Find more information on prerequisites and configuring the key parts of the values.yaml file in the NeMo Deployment Management Helm chart.

Prerequisites#

The following are the prerequisites for installing NeMo Deployment Management.

NVIDIA NIM Operator for deploying NIMs.

Helm Values File#

The following code snippet shows the essential part you should include in the default values file for the NeMo Deployment Management Helm chart.

Note

Due to a known issue in NIM Operator, you must specify the storage class to the deployments.defaultStorageClass property.

imagePullSecrets:
   - name: nvcrimagepullsecret
image:
   repository: nvidia/nemo-microservices/nemo-deployment-management
   tag: 25.7.0
deployments:
   defaultStorageClass: <STORAGE_CLASS>
   nimImagePullSecrets: ["nvcrimagepullsecret"]

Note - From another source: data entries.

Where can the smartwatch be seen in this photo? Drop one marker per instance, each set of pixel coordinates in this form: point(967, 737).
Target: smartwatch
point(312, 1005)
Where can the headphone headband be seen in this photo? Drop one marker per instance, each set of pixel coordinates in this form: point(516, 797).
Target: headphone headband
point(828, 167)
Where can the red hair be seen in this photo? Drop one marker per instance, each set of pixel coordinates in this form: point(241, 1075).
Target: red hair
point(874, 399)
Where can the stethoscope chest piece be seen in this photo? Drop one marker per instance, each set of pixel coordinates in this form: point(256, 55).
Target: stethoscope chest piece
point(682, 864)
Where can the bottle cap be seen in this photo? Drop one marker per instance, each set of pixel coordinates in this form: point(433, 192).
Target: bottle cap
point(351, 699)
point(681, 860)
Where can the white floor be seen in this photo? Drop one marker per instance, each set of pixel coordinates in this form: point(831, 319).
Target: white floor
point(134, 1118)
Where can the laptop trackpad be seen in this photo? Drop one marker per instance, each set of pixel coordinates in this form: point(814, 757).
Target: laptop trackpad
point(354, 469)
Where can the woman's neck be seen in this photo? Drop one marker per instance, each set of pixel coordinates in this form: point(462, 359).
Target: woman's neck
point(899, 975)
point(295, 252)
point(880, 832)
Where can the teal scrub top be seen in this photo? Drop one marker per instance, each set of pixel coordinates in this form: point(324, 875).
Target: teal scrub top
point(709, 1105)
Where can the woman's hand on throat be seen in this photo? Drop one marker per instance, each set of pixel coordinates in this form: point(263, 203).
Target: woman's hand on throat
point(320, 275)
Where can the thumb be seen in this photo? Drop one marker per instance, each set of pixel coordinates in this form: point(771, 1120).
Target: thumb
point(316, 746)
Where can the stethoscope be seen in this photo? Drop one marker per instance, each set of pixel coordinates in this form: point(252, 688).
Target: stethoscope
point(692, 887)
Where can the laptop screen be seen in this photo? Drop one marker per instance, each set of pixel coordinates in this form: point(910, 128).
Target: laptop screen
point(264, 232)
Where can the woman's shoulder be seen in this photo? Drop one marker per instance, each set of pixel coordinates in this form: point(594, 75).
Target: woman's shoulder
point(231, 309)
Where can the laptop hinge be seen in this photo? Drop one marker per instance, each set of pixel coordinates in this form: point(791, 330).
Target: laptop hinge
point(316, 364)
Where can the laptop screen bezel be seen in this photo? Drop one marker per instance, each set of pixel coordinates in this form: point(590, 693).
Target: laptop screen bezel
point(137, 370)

Use the deployments.nimImagePullSecrets property to specify the image pull secrets that you want to inject into NIMs. In the preceding example, this property includes the general image pull secret nvcrimagepullsecret created from Prerequisites for Installing Helm Charts from NGC Catalog. You can also add your own secrets for image pull to this property.

Additional Configuration Tips#

The following are additional configuration tips for the NeMo Deployment Management Helm chart.

Enable Metrics Collection#

The NeMo Deployment Management Helm chart includes metrics collection configuration for NIMs. This is turned off by default.

To enable metrics collection from model endpoints, set the metrics.enabled property to true.

deployments:
  metrics:
    enabled: false

When enabled, the NeMo Deployment Management microservice deploys NIMs with metrics collection. This creates a serviceMonitor custom resource, which requires the Prometheus operator. You can collect metrics through other methods, including using Prometheus differently or configuring a podMonitor.

The kube-prometheus-stack Helm chart configures the Prometheus operator. Multiple methods exist to configure Prometheus monitoring. NIM supports using Open Telemetry.

Horizontal Pod Autoscaling#

The NeMo Deployment Management microservice includes configuration for horizontal pod autoscaling of NIMs. By default, autoscaling is turned off.

The following manifest snippet shows the default values of the deployments object for horizontal pod autoscaler configuration.

To enable horizontal pod autoscaling, set deployments.autoscaling.enabled to true.

The default autoscaling spec is gpu_cache_usage_perc, which is a metric that the GPU operator provides. Therefore, to enable the autoscaler with the default gpu_cache_usage_perc metric, you also need to install GPU operator.

You can override the autoscaling.spec values with values you want through the values file for NeMo Deployment Management chart installation.

deployments:
  autoscaling:
    enabled: true
    spec:
      maxReplicas: 5
      metrics:
      - pods:
          metric:
            name: gpu_cache_usage_perc
          target:
            averageValue: 750m
            type: AverageValue
        type: Pods
      minReplicas: 1

This sets spec.scale.enabled to true and overrides the scale.hpa object in the NIM Services CR.